This is the code related to my MSc thesis at the Norwegian University of Science and Technology (NTNU). The MSc program is Electronic system design and innovation with a specialization in signal processing. The goal of this thesis is to explore and compare the state of the art solutions for time series generation.
This MSc thesis is the next step of the project started in my specialization project, which took place during the Fall of 2023 and can be found here.

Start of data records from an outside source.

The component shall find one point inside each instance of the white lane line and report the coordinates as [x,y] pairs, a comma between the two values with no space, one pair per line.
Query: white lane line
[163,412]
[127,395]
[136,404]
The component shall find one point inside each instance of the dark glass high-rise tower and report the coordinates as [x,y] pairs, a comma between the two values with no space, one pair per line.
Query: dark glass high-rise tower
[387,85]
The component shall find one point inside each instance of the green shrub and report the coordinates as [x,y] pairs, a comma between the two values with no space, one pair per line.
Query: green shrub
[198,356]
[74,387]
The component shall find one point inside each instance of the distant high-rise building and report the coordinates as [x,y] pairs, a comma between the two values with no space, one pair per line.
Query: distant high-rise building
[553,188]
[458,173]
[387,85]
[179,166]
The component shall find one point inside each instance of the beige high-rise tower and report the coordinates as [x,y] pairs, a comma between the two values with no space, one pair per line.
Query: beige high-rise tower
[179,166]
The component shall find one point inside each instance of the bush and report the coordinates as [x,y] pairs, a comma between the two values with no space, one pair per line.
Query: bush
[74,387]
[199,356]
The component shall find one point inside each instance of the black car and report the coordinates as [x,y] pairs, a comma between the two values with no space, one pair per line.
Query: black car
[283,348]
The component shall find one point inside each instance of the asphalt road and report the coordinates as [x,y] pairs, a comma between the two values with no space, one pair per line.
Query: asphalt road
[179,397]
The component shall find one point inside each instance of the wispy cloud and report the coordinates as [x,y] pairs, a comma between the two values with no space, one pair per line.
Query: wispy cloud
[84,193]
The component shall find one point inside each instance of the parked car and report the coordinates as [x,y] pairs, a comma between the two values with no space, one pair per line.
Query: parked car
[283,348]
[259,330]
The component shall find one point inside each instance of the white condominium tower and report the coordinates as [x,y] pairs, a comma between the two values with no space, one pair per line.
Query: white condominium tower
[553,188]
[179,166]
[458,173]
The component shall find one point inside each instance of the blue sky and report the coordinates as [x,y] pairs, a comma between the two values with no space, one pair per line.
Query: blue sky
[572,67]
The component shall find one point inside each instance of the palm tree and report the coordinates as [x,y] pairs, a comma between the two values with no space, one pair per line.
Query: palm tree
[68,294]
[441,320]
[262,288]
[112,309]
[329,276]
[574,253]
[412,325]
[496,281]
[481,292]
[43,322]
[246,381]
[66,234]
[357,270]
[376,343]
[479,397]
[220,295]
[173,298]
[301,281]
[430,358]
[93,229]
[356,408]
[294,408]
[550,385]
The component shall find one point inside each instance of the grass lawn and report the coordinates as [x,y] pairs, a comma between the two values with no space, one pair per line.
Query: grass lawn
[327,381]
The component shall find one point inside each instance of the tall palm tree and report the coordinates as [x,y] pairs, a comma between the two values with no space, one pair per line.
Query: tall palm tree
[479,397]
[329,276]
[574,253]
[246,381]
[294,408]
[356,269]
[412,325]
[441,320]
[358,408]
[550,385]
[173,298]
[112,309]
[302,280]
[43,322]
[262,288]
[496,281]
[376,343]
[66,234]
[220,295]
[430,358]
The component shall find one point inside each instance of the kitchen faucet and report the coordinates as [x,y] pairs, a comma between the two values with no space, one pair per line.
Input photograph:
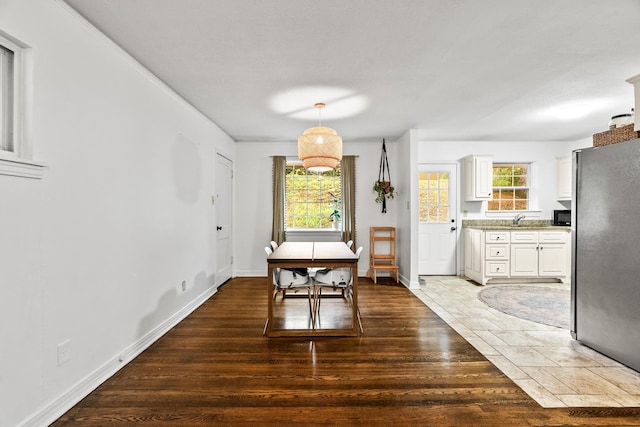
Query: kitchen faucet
[517,218]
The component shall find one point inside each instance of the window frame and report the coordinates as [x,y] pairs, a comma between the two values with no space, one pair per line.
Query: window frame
[528,187]
[302,230]
[18,159]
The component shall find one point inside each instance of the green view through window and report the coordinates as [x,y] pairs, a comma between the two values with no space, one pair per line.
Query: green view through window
[510,187]
[312,200]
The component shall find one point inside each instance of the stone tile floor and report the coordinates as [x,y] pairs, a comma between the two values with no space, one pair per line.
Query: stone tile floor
[544,361]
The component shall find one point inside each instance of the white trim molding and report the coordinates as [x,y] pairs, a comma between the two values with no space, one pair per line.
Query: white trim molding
[21,168]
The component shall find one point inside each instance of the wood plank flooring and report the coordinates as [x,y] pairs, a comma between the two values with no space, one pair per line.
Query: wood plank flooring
[409,368]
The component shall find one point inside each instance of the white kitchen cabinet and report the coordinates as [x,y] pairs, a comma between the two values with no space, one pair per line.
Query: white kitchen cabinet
[477,170]
[539,254]
[564,178]
[504,254]
[473,253]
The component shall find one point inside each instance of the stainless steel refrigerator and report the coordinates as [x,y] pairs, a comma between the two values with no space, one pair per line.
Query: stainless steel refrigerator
[605,287]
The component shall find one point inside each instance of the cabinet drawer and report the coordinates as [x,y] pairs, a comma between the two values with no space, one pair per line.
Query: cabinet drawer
[524,236]
[553,237]
[497,252]
[497,237]
[497,268]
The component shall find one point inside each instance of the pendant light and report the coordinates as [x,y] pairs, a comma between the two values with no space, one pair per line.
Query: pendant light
[320,148]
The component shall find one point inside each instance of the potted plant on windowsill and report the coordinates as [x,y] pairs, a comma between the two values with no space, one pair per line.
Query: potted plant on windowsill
[335,215]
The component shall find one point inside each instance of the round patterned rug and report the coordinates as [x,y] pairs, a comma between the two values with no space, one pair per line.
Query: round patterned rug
[540,304]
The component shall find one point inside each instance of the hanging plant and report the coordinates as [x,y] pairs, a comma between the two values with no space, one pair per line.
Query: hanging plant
[383,188]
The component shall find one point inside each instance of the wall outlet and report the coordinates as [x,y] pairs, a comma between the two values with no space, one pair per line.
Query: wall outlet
[64,352]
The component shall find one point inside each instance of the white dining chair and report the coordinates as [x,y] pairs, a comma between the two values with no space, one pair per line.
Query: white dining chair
[337,279]
[292,279]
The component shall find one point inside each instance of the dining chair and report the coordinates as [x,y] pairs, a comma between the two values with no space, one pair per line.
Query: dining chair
[337,279]
[292,279]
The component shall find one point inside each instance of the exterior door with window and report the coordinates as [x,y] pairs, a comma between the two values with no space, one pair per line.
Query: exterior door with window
[223,219]
[438,223]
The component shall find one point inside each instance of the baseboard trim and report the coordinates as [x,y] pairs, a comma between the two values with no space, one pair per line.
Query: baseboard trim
[54,410]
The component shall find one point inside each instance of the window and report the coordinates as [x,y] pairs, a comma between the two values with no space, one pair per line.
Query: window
[312,200]
[510,187]
[6,97]
[16,155]
[434,197]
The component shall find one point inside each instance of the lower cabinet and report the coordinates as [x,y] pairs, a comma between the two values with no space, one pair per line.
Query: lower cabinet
[516,254]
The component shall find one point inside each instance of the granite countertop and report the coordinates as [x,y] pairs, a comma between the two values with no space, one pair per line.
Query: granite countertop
[507,224]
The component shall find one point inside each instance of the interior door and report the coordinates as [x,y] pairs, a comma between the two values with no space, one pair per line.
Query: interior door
[437,239]
[223,204]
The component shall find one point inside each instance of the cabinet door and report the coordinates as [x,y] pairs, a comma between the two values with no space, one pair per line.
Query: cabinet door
[564,174]
[524,260]
[478,255]
[553,260]
[478,177]
[484,177]
[473,256]
[468,250]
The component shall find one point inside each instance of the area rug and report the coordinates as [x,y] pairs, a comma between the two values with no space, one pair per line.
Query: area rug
[540,304]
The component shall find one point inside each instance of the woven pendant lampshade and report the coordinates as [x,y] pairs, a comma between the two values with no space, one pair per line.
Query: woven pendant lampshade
[320,147]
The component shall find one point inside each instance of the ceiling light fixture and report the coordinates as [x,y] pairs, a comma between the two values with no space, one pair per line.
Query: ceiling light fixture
[320,147]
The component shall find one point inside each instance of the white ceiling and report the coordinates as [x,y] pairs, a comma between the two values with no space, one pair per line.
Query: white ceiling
[499,70]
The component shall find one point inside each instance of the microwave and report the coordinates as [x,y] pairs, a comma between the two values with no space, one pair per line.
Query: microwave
[562,217]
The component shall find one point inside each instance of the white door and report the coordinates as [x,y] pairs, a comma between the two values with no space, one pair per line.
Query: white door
[438,224]
[223,204]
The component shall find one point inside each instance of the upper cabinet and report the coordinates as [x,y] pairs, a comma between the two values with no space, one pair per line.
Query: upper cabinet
[564,172]
[477,170]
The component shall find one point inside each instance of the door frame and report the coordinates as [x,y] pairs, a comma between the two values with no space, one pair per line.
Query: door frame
[218,279]
[424,167]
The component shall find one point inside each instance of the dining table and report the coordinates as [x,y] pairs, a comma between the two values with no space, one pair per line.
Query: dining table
[312,255]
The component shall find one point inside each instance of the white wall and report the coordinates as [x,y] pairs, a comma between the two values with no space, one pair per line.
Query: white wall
[253,198]
[407,224]
[95,251]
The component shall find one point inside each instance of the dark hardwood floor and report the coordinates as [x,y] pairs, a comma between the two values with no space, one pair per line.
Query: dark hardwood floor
[409,368]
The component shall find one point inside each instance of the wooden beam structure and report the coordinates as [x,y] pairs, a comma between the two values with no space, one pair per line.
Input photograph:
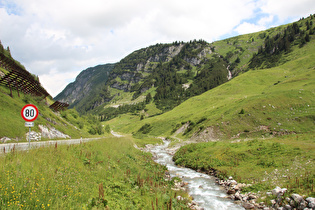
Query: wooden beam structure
[19,78]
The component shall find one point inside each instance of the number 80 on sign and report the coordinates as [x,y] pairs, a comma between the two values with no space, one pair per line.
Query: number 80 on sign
[29,112]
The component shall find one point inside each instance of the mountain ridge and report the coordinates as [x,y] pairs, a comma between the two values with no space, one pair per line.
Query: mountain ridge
[171,73]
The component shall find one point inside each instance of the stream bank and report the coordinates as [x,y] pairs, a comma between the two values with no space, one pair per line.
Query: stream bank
[202,187]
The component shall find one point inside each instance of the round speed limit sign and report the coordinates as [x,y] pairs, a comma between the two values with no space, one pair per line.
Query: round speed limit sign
[29,112]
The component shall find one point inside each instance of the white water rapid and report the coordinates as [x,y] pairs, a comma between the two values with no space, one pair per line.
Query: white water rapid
[201,187]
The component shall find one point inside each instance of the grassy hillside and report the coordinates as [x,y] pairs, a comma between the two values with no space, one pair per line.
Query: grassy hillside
[280,98]
[106,173]
[263,119]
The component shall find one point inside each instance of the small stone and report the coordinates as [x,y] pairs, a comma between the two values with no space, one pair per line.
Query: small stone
[252,197]
[248,206]
[297,198]
[230,191]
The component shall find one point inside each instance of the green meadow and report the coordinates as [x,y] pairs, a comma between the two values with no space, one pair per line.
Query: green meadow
[109,173]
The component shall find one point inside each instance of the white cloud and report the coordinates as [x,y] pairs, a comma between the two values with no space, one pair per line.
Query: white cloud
[57,39]
[246,28]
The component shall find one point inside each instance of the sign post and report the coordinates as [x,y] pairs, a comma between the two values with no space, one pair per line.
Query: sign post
[29,113]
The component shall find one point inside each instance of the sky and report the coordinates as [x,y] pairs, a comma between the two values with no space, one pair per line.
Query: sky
[57,39]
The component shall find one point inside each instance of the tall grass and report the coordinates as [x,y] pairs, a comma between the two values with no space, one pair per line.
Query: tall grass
[265,163]
[106,173]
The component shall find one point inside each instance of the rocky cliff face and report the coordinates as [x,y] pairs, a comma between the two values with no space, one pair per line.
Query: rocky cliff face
[175,63]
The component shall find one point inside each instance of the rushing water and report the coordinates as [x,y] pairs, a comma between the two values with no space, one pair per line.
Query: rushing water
[201,187]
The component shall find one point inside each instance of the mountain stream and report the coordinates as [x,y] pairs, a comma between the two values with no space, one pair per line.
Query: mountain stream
[201,187]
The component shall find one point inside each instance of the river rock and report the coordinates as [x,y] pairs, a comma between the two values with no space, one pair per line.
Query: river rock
[311,202]
[248,206]
[237,196]
[5,139]
[287,207]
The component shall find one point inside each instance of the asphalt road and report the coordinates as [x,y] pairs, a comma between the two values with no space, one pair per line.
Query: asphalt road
[5,148]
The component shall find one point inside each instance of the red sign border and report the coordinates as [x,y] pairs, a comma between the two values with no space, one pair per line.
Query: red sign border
[27,105]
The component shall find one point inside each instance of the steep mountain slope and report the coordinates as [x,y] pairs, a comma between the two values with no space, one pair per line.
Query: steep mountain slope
[87,83]
[169,74]
[262,101]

The following state-of-the-art methods are explored, but only TimeGAN is properly tested and discussed in the thesis. The other models listed below is models I believe could be suitable
Generative model | Capabilities | Github link |
---|---|---|
TimeGAN | Properly tested and discussed in the thesis | Link |
COSCI-GAN | Has separate discriminators, and a central disciminator | Link |
Fourier Flows (+RealNVP) | Doing sequence generation in the frequency domain | Link |
GMMN | Not properly explored | Link |
To compare TimeGAN to some of the more traditional methods, the methods listed below is also properly tested and discussed in the thesis
Traditional method | Description | File within this Github project |
---|---|---|
Vectorized autoregressive (VAR) | A simple autoregressive method that can handle multivariate data | AR_model.ipynb |
Basic RNN | A basic RNN (simpler than the GRU used in TimeGAN) | simple_rnn.ipynb |
Filename | Description |
---|---|
AR_model.ipynb | Testing auto_arima to find best ARIMA parameters, and use VAR to make multivariate forecast |
AR_script.py | Script to run auto_arima on the server and test many different parameters |
curve_fitting.ipynb | Use curve-fitting to find the best fitting sine curve and the frequency. Find frequency deviation between estimate and true frequency and find RSS between the generated and fitted curve |
curve_fitting_complex.ipynb | Same methods as in curve_fitting.ipynb, but for a sine consisting of 2 sines added together |
data_generation.ipynb | Notebook to generate sine waves and add additional sines on top. |
data_loading.py | The methods used to generate the sines in data_generation.ipynb, the data used in timegan.py and to generate data from a pretrained timegan-model |
evaluation.ipynb | This file is intended to collect all calculated metrics, but at the moment the different metrics are spread out in different files |
generated_AR_sines.ipynb | Showing the different sines generated by VAR |
generated_complex_sines.ipynb | Showing all the generated complex sines. |
generated_industrial_data.ipynb | Showing all the generated industrial data. |
generated_timegan_sines.ipynb | Showing the simple sines generated by TimeGAN |
loss_curves.ipynb | Small script to plot loss curves from saved terminal output |
power_spectrums.ipynb | Using FFT to find the magnitude spectrum om the simple sines generated, and then using the spectrum to estimate the frequency of the generated sine |
publicdata.py | File made to easily import idustrial data from Cognite OID |
simple_rnn.ipynb | Adaptation of a simple LSTM model to forecast data |
statistical_evaluation.ipynb | Statistical analysis of the generated data. Computation of KL and JS divergence |
timegan.py | The model definition of TimeGAN |
utils.py | Methods used i timegan.py and some general list processing functions. |
visual_analysis.ipynb | Perform PCA and t-SNE on the generated data as a visual evaluation method |
To save storage space on GitHUB and to not have to upload GBs of data, most of the generated data and the original data is not included. If the reader want to see and use the data files, these can be provided if asked for.